S. No. | Provision | Check Point | Invesco’s requisition | Compliance or not? |
1 | Section 100(2)(a) | The Board shall call EGM, at the requisition made by members who hold, on the date of the receipt of the requisition, atleast 10% paid-up share capital of the company which carries the voting right. | Invesco and OFI together hold approx 18% shares with voting rights. | ✅ |
2 | Section 100(3) | The requisition shall –
| Invesco and OFI’s requisition fulfilled all the 3 points. The same may be viewed here | ✅ |
Author’s view – On 1st October, 2021, Zee issued a Press Statement which mentioned that the Board has arrived at a conclusion that the requisition is invalid and illegal. However, the Press Statement failed to mention why and how the requisition is invalid and illegal.
From the above checklist, it is amply clear that the requisition of Invesco is completely valid and in accordance with the provisions of law.
Q3 – Does Invesco want to take control over the company by appointing 6 directors?
Author’s view – That’s unlikely that Invesco will be successful in taking control over Zee by appointing majority directors since all the proposed directors are Independent and will not be in a position to favour any shareholder
Q4 – Is Zee correct in approaching the High Court when NCLT is already hearing the matter?
Author’s view – Have a look at Section 430 of the Companies Act, 2013-
“430. Civil Court Not to Have Jurisdiction.
No civil court shall have jurisdiction to entertain any suit or proceeding in respect of any matter which the Tribunal or the Appellate Tribunal is empowered to determine by or under this Act or any other law for the time being in force and no injunction shall be granted by any court or other authority in respect of any action taken or to be taken in pursuance of any power conferred by or under this Act or any other law for the time being in force, by the Tribunal or the Appellate Tribunal.”
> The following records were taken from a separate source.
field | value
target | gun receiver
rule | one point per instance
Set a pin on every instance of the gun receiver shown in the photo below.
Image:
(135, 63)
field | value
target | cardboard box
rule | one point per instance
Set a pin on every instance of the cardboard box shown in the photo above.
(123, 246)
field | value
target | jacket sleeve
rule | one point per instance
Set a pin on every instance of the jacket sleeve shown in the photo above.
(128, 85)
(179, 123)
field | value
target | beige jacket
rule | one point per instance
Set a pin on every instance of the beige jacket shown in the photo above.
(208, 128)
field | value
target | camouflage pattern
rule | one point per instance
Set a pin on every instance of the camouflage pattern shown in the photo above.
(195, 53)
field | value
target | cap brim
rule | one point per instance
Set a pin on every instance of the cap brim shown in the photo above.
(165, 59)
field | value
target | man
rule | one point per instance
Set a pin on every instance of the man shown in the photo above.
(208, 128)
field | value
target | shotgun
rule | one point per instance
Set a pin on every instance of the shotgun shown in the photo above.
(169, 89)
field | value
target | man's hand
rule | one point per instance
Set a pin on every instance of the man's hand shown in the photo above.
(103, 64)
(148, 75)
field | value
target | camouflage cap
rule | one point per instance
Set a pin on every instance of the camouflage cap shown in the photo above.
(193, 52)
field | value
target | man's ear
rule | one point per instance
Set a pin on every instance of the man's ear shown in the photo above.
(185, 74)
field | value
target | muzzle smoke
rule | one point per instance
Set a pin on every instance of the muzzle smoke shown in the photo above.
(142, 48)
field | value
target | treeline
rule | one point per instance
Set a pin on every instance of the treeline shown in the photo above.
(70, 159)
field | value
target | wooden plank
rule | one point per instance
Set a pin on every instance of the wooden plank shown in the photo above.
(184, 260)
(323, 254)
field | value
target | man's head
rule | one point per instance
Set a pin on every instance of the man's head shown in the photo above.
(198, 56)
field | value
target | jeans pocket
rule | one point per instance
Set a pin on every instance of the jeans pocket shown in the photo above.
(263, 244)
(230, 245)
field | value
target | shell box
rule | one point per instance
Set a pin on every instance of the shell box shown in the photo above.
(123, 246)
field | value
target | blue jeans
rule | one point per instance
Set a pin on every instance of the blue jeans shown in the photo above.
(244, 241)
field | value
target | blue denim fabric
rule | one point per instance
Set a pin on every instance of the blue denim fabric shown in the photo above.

On a bare perusal of Section 430, it becomes apparent that no civil court has jurisdiction to entertain any suit in respect of any matter which NCLT is empowered to determine under this Act. It is obvious that it is shady maneuvers of Zee to approach the High Court and delay the decision of holding EGM of the Company. Prima facie it looks like a long battle between Zee and Invesco since Zee has moved to High Court. It will be interesting to see the take of the High Court on this matter when NCLT is already hearing the same. Also, whether this battle will reach the Hon’ble Supreme Court in the coming future or not.